The boutique, located at 1515 19th St., opened in December 2018. Its purpose: Help those in need.
“I wanted to do something to help the unfortunate,” said Valdez.
At age 13, Valdez started selling keychains at school and donating the proceeds to local homeless shelters. The keychains were popular and classmates started asking for more.
So Valdez expanded her business and started selling clothes. That's when sister Maraiah stepped in to help out.
The sisters decided on a pop-up store. They opened it in May 2018 and were so successful they soon moved to more spacious digs on 19th Street.
"Our clientele grew a lot more, so we decided to go bigger once this spot was available," said Bermudez.
Their success has enabled them to help those in need, which was always their main purpose.

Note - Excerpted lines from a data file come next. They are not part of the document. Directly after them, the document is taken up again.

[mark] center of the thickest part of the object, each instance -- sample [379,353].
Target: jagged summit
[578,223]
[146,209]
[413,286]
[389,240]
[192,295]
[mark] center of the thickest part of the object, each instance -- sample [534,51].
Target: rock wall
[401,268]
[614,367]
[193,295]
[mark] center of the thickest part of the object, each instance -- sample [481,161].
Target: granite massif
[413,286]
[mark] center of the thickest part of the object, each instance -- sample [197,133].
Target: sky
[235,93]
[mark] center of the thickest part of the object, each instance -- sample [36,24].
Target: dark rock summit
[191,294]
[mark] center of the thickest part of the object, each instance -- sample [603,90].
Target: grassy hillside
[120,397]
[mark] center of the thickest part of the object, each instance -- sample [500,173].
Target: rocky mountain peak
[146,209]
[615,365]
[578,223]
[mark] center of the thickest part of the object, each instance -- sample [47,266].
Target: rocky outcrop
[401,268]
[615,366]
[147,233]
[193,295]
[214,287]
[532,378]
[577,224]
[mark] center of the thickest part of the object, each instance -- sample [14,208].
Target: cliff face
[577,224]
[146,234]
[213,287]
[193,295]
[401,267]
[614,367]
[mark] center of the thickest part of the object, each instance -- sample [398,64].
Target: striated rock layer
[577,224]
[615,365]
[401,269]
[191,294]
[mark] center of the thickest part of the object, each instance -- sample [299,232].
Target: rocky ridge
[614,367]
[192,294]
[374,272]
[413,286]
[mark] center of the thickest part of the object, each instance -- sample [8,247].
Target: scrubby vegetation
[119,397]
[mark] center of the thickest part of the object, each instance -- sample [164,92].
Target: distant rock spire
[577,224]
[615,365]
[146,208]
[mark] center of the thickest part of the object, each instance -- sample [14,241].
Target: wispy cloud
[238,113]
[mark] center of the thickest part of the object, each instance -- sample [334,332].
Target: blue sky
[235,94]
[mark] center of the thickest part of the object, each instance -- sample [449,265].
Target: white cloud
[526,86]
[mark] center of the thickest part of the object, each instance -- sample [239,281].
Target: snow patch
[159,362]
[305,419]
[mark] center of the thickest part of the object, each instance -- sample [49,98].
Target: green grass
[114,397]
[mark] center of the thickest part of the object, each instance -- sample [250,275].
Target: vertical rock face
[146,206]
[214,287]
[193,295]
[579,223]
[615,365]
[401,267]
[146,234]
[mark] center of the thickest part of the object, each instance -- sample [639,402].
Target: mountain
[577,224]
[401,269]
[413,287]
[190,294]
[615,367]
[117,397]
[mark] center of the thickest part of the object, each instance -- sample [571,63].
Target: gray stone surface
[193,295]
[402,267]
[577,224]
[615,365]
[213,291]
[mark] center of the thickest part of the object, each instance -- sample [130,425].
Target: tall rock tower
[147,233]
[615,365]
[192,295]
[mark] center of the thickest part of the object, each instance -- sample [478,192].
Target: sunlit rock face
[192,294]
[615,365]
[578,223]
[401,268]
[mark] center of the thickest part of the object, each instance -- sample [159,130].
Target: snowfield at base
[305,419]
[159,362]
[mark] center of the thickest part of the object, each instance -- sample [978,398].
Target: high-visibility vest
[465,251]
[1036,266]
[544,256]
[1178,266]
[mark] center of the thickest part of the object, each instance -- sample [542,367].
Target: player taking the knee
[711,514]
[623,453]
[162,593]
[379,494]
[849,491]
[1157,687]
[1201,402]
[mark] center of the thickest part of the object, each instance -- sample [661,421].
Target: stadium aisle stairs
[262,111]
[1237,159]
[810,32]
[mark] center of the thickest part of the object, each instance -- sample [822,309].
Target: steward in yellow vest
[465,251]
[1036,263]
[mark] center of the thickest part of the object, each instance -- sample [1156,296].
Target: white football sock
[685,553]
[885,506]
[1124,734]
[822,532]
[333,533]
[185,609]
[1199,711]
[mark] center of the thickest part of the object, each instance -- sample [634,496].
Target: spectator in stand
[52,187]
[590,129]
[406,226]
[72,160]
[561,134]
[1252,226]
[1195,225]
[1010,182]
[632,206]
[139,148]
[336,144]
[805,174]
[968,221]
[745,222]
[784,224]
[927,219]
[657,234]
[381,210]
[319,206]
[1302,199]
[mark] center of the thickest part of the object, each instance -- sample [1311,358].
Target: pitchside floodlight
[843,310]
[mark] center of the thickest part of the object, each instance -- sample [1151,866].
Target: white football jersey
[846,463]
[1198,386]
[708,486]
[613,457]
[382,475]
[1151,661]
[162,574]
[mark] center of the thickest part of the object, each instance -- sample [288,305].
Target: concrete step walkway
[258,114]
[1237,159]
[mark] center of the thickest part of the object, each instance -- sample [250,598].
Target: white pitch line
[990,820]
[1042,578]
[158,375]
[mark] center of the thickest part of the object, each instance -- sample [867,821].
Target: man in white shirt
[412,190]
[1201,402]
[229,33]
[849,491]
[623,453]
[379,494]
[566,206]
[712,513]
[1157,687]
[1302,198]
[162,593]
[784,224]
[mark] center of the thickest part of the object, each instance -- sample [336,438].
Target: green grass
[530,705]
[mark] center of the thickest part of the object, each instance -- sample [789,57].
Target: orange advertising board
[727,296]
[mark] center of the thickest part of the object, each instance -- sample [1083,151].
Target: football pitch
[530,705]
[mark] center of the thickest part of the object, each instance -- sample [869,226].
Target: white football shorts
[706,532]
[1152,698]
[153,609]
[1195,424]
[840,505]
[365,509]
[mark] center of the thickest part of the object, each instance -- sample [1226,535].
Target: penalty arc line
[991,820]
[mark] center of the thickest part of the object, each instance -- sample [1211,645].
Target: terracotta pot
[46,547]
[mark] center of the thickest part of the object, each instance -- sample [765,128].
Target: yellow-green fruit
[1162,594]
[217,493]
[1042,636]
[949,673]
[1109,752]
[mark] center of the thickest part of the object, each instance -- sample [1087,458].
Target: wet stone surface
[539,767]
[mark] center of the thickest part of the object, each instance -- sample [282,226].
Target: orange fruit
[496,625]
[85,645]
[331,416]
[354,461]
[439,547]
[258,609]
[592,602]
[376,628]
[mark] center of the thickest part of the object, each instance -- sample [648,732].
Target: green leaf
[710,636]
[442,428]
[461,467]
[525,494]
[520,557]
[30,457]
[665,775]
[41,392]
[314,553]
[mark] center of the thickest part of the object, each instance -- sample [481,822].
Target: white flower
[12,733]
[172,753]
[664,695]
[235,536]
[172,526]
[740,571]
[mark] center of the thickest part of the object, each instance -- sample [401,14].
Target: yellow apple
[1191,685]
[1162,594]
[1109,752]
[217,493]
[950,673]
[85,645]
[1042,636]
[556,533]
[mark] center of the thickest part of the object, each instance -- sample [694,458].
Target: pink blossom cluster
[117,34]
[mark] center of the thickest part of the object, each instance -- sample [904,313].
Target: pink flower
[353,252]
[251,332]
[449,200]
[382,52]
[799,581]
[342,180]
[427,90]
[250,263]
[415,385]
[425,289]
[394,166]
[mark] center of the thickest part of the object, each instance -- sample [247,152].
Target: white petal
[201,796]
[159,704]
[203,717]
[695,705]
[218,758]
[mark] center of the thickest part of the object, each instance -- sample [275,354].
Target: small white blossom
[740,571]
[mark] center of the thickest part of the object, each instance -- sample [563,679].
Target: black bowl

"One of the most rewarding things is, we're able to give back, which is why we started," said Bermudez.
The sisters also collect canned foods from customers. Each can shaves down the purchase price of a given item.
The sisters also run an annual backpack drive for disadvantaged kids; it started Monday and runs through Aug. 3.
Customers can stop by the store and donate backpacks, notebooks, pencils and other school supplies. The sisters will then deliver the supplies collected to the Mission at Kern County.
"It gives us a purpose rather than just selling to sell. We actually have a purpose for what we're doing," said Bermudez. "It's always good to give back."
Customers who donate to the backpack drive will be entered into a raffle to win a $100 gift card good for merchandise at the boutique.
The girls have been rewarded with the support of one important segment of the community: The Mission, which sent thank you letters.
They're learned about the rewards of giving back. They've also learned about the challenges of owning a business.
"I think people think that it's as soon as you start (your business) that you start making money, which is a complete lie," said Bermudez.
It's hard work, with plenty of ups and downs.
"All the money you make from the business goes back to the business," said Bermudez. "But it's been a learning process, and we've learned a lot along the way."
The sister's boutique sells only women's attire, from crop tops and rompers to accessories, but they hope to one day expand with items for men and more locations.